14 – Em 12/01/2006, emitiu a Câmara Municipal de Palmela o “Alvará de Utilização nº 00/0000”, junto a fls. 67, em nome de CC Investimento Imobiliários, S.A., que titula a autorização de utilização do edifício, sito em Palmela Village, Lote ......., da freguesia de ......., inserido no prédio descrito na Conservatória do Registo Predial de Palmela, sob o nº 0000000/000000, e inscrito na matriz urbana, sob o artigo 9167, da respectiva freguesia, a que corresponde o alvará de Obras de Construção nº 370/03, emitido 11/07/2003, a favor de MECMINOP – Sociedade Técnica de Máquinas e Equipamentos Industriais, S.A..
15 – O contrato referido em A) foi celebrado em 12/10/2001;
16 – Decorrido o prazo referido em D), a R. não marcou a escritura pública.
III.
Quid iuris?
Está apenas em causa saber se a recorrente incumpriu o contrato-promessa que celebrou com os AA., dando, assim, azo, a que estes tenham direito a perceber o peticionado, com apoio no que estabelece o artigo 442º, nº 2, do Código Civil.
Em perfeita liberdade (artigo 405º, nº 1, do Código Civil), as Partes estabeleceram, na cláusula 6ª do contrato ajuizado, que “considera-se incumprimento, para efeito do número anterior, a não realização da escritura pública de compra e venda, por causa exclusivamente imputável à PROMITENTE VENDEDORA, no prazo de 45 (quarenta e cinco) meses a contar da data da assinatura do presente contrato promessa de compra e venda”.
Está, definitivamente, assente que o contrato-promessa que as Partes celebraram teve lugar no passado dia 12 de Outubro de 2001.
Decorridos os citados 45 meses, a escritura não foi outorgada, facto que constitui “incumprimento” tal como as Partes, livremente, o estipularam.
O A. estribou-se, precisamente, no teor da dita cláusula 6ª para, na carta que dirigiu à R., em 13 de Julho de 2005, lhe exigir a importância ora reclamada.
As instâncias evidenciaram já a falta de razão da recorrente.
Além do que elas enfatizaram, resta-nos chamar à colação o ensinamento de João de Matos Antunes Varela que, com particular interesse para a solução do problema, diz que “há casos, porém, em que, não sendo a prestação efectuada dentro de certo prazo, seja qual for a razão do não cumprimento, a obrigação se considera definitivamente não cumprida. São, de um modo geral, os casos de prestação com termo absolutamente fixo ou em que a demora no cumprimento faz desaparecer o interesse do credor na prestação” (Das Obrigações em geral, Vol.
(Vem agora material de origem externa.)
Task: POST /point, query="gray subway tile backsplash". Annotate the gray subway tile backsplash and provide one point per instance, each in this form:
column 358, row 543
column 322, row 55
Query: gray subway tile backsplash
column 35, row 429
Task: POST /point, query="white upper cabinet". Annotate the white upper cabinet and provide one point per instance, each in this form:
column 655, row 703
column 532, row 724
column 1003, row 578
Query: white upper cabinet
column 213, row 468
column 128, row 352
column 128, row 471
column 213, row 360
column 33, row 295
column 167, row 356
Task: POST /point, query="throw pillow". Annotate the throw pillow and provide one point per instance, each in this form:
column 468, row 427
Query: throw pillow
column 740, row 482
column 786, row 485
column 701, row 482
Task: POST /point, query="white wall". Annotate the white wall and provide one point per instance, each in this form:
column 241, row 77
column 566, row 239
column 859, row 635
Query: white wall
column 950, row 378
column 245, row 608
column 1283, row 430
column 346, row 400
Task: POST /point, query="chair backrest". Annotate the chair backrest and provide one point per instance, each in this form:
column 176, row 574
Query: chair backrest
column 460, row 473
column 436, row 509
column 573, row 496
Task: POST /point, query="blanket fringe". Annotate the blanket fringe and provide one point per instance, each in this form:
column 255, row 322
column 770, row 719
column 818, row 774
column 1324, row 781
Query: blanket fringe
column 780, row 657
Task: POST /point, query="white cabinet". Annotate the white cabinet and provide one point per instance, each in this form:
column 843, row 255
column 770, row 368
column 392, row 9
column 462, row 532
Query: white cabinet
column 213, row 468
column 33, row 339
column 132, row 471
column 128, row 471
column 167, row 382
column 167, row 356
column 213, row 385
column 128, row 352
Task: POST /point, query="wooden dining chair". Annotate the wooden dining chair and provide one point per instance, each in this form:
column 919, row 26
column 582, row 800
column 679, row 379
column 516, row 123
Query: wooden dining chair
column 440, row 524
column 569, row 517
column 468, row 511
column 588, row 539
II, 6ª edição, página 79).
De igual modo, João Calvão da Silva não deixa, também de chamar a atenção para o facto de “por vezes, as partes, no momento da celebração do contrato, determinarem, expressa ou tacitamente, como essencial o termo fixado”, notando que a essencialidade deste tanto pode ser considerada do ponto de vista objectivo, como considerado subjectivamente. Neste caso – salienta – “a vontade das partes pode ser … no sentido de ver no termo fixado o prazo-limite (termo subjectivo absoluto), para o adimplemento, findo o qual há incumprimento definitivo, fundamento imediato da resolução; ….” (Sinal E Contrato Promessa, 11ª Edição, Revista e Aumentada, páginas 138 e 139).
Recorrendo às regras interpretativas, que nos são “impostas” pelos artigos 236º a 238º, do Código Civil, não vemos que outra possa ter sido a intenção das Partes, ao inserirem no contrato, a dita cláusula 6ª, com este preciso sentido de consagração de um prazo absolutamente fixo para a realização da escritura, configurando o seu desrespeito como incumprimento imputável à promitente-vendedora.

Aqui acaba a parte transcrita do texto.